Librepensadores

El primer millón

Manuel Jiménez Friaza

Cuenta David Harvey en su libro El enigma del capital que a Imelda Marcos, tras la caída de su marido, el dictador filipino, le encontraron en su casa 6.000 pares de zapatos. Esa locura (semejante cantidad daría para estrenar zapatos todos los días ¡durante cerca de 20 años!) no sólo se explica por la impunidad de quien cree poderlo todo sin rendir cuentas a nadie, que también, por supuesto, sino por algo más: se trata de la acumulación capitalista trasplantada al alma individual, el consumismo fetichista elevado a la insania, el lujo suntuario como señal de poder y distinción social.

No es nada raro, por otro lado, sino todo lo contrario, en las familias de los autócratas. En lo que se refiere a nuestro país, más allá del expolio encubierto del Pazo de Meirás, es bien conocido el caso de Carmen Polo de Franco, de la que se contaba que era temida en el gremio de joyeros de Madrid por su afición compulsiva a las joyas y la pulsión complementaria a no pagarlas. O a pagarlas en especie, con un retrato dedicado, por ejemplo. Se decía que el consorcio de joyerías de la villa y corte tenía acordado un seguro para tan particular caso. Uno de los testimonios más fiables de tal afición desmedida es el de Jimmy Giménez-Arnau, que fue marido de Merry, una de las nietas de Franco, que aseguró que existía en la casa familiar un cuarto de unos 40 metros cuadrados con armarios estrechos en los que se guardaban «collares, diademas, pendientes, guirnaldas, broches y camafeos» de «perlas, aguamarinas, brillantes, diamantes, oro y plata» (La Nueva España, 3/12/2012).

Pero estos casos extremos, en los que se suman la exhibición del lujo suntuario con la borrachera del poder absoluto, no son sino excepciones patológicas de lo que es la norma.

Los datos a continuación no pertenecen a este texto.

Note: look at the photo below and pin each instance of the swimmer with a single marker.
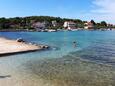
(75, 44)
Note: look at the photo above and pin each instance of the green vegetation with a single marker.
(24, 23)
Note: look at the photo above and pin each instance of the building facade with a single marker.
(88, 25)
(69, 25)
(39, 26)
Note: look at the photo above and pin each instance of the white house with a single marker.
(39, 26)
(54, 23)
(69, 25)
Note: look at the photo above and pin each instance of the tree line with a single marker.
(26, 22)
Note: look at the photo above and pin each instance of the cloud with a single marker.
(103, 10)
(104, 6)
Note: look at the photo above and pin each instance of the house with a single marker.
(69, 25)
(88, 25)
(54, 23)
(39, 26)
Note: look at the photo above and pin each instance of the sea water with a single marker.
(91, 46)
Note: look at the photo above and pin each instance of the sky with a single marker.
(98, 10)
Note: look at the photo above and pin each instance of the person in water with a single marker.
(74, 44)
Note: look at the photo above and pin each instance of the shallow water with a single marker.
(91, 62)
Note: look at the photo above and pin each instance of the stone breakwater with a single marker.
(8, 47)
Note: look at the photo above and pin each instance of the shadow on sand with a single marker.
(7, 76)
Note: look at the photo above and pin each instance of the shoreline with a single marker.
(11, 47)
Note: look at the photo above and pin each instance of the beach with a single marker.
(91, 63)
(8, 46)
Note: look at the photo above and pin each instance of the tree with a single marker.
(93, 22)
(104, 24)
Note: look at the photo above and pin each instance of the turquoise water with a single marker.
(92, 46)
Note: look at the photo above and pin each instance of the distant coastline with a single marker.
(41, 23)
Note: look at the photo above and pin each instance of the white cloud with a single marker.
(104, 6)
(103, 10)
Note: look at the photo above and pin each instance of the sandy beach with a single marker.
(12, 46)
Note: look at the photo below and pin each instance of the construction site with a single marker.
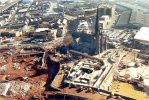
(68, 50)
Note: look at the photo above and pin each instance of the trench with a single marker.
(65, 97)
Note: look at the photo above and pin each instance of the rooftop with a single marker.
(143, 34)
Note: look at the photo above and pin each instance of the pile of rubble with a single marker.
(3, 69)
(14, 88)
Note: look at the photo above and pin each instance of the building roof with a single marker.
(143, 34)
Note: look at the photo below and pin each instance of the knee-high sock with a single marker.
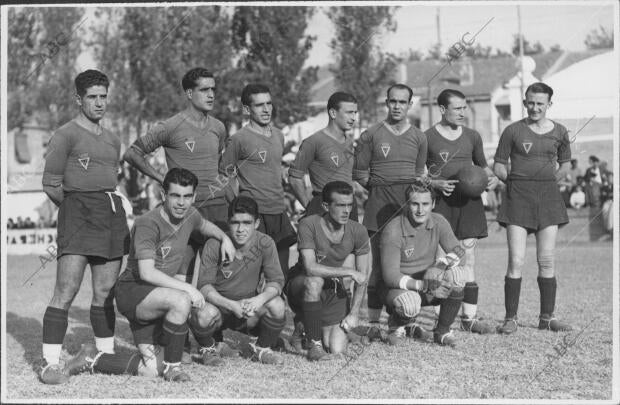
(172, 339)
(547, 287)
(470, 300)
(512, 292)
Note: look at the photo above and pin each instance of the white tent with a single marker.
(585, 89)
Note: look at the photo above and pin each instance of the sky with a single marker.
(563, 23)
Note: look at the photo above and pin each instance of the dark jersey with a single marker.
(153, 237)
(446, 157)
(533, 156)
(81, 160)
(239, 279)
(189, 147)
(311, 235)
(258, 161)
(406, 250)
(325, 159)
(385, 158)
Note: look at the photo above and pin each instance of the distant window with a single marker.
(22, 152)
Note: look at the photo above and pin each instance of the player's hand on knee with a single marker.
(198, 300)
(237, 309)
(358, 277)
(407, 304)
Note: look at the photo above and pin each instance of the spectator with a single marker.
(577, 197)
(607, 200)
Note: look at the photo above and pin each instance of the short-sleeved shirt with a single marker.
(189, 147)
(406, 250)
(325, 159)
(81, 160)
(154, 237)
(258, 160)
(533, 156)
(446, 157)
(385, 158)
(239, 279)
(311, 235)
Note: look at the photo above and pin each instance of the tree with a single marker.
(361, 68)
(146, 51)
(600, 38)
(43, 44)
(528, 48)
(273, 48)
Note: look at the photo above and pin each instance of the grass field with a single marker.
(523, 365)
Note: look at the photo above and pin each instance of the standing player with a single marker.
(193, 140)
(452, 146)
(315, 287)
(80, 177)
(230, 288)
(409, 246)
(326, 155)
(389, 155)
(256, 153)
(532, 202)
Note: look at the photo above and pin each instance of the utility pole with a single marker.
(521, 56)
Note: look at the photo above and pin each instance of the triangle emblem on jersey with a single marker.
(335, 159)
(262, 155)
(84, 162)
(164, 251)
(385, 148)
(190, 145)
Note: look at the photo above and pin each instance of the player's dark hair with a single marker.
(340, 97)
(190, 79)
(182, 177)
(419, 185)
(251, 89)
(539, 87)
(339, 187)
(444, 97)
(90, 78)
(399, 86)
(243, 205)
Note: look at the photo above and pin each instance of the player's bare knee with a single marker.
(546, 263)
(313, 287)
(276, 308)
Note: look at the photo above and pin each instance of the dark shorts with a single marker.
(128, 295)
(88, 226)
(279, 227)
(384, 203)
(465, 215)
(335, 300)
(532, 204)
(315, 206)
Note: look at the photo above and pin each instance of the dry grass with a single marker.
(523, 365)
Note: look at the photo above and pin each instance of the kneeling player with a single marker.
(152, 293)
(409, 245)
(230, 288)
(315, 286)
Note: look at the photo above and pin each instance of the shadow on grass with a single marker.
(28, 333)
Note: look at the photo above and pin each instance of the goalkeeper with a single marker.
(412, 276)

Debemos huir de la excusa banal que considera el consumismo (o el derroche o el dispendio) como simples vicios producidos por decisiones individuales, que se corregirían, por tanto, con modificaciones de conducta (algo así como los consejos bienpensantes, propios de los anuncios gubernamentales o de la escolar «educación en valores», para ahorrar luz o agua: apaga la luz al salir, no dejes el grifo abierto...). No, sino que lo que sucede es que, como adivirtió siempre Agustín García Calvo, «si cada uno no creyera que hace lo que quiere, sería imposible que hiciera lo que le mandan». Y lo que se nos manda, pues es el alma del mundo, es que consumamos mercancías, tiempo y futuro de forma constante y acelerada.

Incluso con apelaciones al patriotismo, como ocurrió en EE. UU., tras los atentados de Nueva York, cuando el mismo expresidente Georges W. Bush era filmado a los pocos días a bordo de un avión comercial animando a los ciudadanos norteamericanos a viajar de nuevo, con la nueva seguridad reinstaurada, o se hacían llamadas publicitarias a comprar y regalar cachivaches en pro de la recuperación económica de la patria. El capital no es una cosa estática sino un proceso en que el dinero busca al dinero incesantemente. Si las mercancías ya no dan el beneficio necesario (se calcula que debe aumentar un 3% anual, y que lo viene haciendo, salvo en épocas de recesión, desde hace casi tres siglos) el capital lo busca, como ahora, en inversiones financieras: deudas, futuros, allá donde sea posible...

La acumulación de capital, producto del excedente en forma de beneficio, debe ser reinvertido de continuo para obtener más beneficio que, a su vez, forma parte de una masa nueva de dinero que de ebe buscar más dinero, en esa espiral sin sentido. Pues bien, imagínese que esa insania que da por amortizado el tiempo de la vida (por eso lo llamamos «alma del mundo», rescatando la vieja idea renacentista) se reproduce también en nuestras almas individuales, que esa agitación sin fin en torno a la posesión imaginaria de cosas nuevas, la alegría enervante y insatisfactoria del consumo es el único resorte de sentido que nos ha quedado. Es así que creemos identificar ese mismo devenir en el afán contemporáneo que mueve a los adolescentes y jóvenes a «coleccionar» experiencias, viajes, amores (don Juan Tenorio es el arquetipo capitalista del amor) o años de vida. Los recuerdos se han cosificado en fotografías, como les ocurría a los replicantes de Blade Runner. La vida buena se ha convertido en un proceso de acumulación en el que el tiempo pleno y con alma ha sido engullido por la regla del interés compuesto. Los admirables logros de la humanidad que fascinaban a Sófocles se han reducido a la triste búsqueda del primer millón. De lo que sea.